Why SSL was renamed to TLS in late 90s (2014)

Original Article ↗ Hacker News Discussion ↗

Naming, Politics, and Version Numbers

  • Many readers echo the article’s conclusion: SSL→TLS was mostly politics and “territory marking,” not a clean technical break.
  • TLS 1.0 was very close to SSL 3.0; TLS 1.0–1.2 are incremental, while SSLv2→SSLv3 and TLS 1.2→1.3 are the real big jumps.
  • Internally, TLS 1.3 uses protocol version bytes 03 04, leading some to jokingly call it “SSL 3.4.” There was serious discussion about calling it TLS 2 or TLS 4 but the WG stuck with 1.3.
  • Several commenters find forcing the name change from SSL to TLS petty in hindsight, especially as “SSL” is still the dominant colloquial term.

Is “Transport Layer Security” the Right Name?

  • One side argues TLS behaves like a transport-layer abstraction over TCP (reliable byte stream), so the name fits the OSI/IP models.
  • Others note that in practice it’s tightly bound to TCP, with DTLS and QUIC split out, so “socket-level” SSL arguably described reality better.
  • There’s some joking about TLS also meaning “Thread Local Storage,” which predates the security protocol in some ecosystems and adds to terminological confusion.

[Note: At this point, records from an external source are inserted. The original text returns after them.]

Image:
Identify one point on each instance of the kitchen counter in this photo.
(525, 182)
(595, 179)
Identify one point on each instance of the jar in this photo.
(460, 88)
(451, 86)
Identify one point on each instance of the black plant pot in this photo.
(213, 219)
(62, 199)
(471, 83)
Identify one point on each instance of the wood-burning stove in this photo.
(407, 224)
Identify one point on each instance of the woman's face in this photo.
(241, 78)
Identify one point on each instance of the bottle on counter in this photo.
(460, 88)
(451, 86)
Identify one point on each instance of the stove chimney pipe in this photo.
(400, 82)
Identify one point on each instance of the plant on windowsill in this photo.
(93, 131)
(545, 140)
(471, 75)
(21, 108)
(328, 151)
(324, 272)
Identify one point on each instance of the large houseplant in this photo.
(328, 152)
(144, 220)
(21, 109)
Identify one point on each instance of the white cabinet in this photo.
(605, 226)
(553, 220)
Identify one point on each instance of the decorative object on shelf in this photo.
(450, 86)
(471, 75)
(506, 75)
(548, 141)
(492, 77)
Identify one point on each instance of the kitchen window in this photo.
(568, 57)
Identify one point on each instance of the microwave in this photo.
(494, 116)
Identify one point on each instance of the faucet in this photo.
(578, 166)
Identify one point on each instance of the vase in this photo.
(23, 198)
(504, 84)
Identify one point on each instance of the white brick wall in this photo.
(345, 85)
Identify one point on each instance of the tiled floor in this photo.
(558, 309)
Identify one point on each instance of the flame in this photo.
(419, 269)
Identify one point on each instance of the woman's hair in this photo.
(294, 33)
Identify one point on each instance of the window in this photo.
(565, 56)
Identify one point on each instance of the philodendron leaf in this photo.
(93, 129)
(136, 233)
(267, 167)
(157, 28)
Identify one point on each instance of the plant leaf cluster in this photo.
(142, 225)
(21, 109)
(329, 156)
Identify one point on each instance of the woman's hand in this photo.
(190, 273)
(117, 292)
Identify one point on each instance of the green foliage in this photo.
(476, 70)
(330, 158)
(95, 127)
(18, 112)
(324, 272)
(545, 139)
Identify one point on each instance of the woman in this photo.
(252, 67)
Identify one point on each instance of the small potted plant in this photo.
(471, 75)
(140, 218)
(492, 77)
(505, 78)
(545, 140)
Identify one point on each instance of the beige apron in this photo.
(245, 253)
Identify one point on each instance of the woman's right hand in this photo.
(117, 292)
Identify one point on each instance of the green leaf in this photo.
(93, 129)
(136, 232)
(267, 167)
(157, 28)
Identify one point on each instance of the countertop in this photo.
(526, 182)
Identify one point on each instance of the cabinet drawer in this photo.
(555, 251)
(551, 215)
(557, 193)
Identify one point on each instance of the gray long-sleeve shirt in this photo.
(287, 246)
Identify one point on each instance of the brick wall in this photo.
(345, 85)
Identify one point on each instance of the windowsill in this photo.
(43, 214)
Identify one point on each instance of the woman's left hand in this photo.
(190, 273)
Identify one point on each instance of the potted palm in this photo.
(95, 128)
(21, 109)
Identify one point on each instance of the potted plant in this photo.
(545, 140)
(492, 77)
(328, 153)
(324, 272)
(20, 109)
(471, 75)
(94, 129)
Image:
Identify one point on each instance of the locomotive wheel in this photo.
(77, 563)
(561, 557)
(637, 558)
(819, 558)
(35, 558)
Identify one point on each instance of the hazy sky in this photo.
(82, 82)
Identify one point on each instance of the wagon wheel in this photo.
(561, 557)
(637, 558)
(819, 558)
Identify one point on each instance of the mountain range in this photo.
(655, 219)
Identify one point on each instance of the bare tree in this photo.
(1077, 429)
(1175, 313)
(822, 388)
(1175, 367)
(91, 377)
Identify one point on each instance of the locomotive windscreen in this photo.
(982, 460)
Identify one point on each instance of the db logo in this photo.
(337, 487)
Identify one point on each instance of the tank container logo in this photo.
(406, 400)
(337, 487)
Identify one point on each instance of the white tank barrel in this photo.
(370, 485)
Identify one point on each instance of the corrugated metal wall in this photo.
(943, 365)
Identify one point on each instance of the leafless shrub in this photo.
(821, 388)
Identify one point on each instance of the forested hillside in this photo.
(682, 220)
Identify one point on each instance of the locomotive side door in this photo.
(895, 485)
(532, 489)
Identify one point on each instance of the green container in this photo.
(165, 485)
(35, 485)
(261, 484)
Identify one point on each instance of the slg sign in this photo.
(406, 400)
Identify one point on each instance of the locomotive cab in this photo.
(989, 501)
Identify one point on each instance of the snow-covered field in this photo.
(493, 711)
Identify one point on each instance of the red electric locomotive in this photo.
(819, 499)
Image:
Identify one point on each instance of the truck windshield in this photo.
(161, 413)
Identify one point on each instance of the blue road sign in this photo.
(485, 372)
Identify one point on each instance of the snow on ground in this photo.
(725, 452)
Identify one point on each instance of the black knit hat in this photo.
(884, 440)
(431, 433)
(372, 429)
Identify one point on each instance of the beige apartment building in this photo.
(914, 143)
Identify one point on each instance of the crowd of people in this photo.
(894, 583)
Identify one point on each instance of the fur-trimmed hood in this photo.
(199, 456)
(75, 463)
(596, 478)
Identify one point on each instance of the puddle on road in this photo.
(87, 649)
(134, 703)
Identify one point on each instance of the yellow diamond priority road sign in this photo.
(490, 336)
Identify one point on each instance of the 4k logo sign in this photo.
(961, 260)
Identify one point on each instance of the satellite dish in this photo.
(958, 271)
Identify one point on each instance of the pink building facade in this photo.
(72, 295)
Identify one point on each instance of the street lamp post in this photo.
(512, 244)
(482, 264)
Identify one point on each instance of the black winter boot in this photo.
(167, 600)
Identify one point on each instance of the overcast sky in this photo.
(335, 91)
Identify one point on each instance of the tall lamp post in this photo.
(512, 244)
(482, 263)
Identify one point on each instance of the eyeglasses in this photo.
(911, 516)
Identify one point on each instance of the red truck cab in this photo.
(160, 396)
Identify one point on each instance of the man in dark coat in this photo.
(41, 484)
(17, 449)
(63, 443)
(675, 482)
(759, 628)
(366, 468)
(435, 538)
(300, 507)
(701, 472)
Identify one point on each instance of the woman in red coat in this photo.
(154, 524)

Protocol Mechanics, Extensions, and Downgrades

  • TLS 1.0 introduced a framework for extensions, enabling later features like SNI and session tickets (though those appeared in separate RFCs).
  • Multiple comments walk through the protocol family: SSLv2 (deeply broken), SSLv3 (new design), TLS 1.0/1.1 (bugfixes and modest changes), 1.2 (new hashes + AEAD), 1.3 (substantial redesign, AEAD-only, simplified).
  • Version/cipher negotiation enabled smooth upgrades but also decades of downgrade attacks, especially when clients retried with weaker options after failure.
  • TLS 1.3 adds explicit downgrade protections and signs more of the handshake; deployment was slowed by “ossified” middleboxes, and only strong browser pressure forced the ecosystem to adapt.

Microsoft, Netscape, and Trust

  • Some recall Microsoft’s PCT and early SSL work as technically better and more shareable than Netscape’s, suggesting Netscape acted “childishly” and politics drove the split.
  • Others strongly counter that, given Microsoft’s 90s/00s history (embrace–extend–extinguish, standards capture, workplace culture), skepticism about letting it control a core security protocol was rational, not petty.

Everyday Usage: SSL vs TLS vs HTTPS

  • An informal age-poll shows most people, old and young, still say “SSL” in speech, especially when talking about “SSL certificates,” tools (OpenSSL, BoringSSL, SSL Labs), or “SSL decryption” in firewalls.
  • Some consciously correct themselves to “TLS,” especially in precise technical contexts (e.g., “TLSv1.2”).
  • Many default to “HTTPS” when talking to non-technical users; deeper protocol details are treated as a black box.

Legacy and the Long Tail

  • SSL (especially v2) is universally described as obsolete and insecure, yet scans show hundreds of thousands of Internet-exposed services still support SSLv2.
  • Commenters stress that real clients should no longer be using it, but acknowledge that ancient, unmaintained systems linger.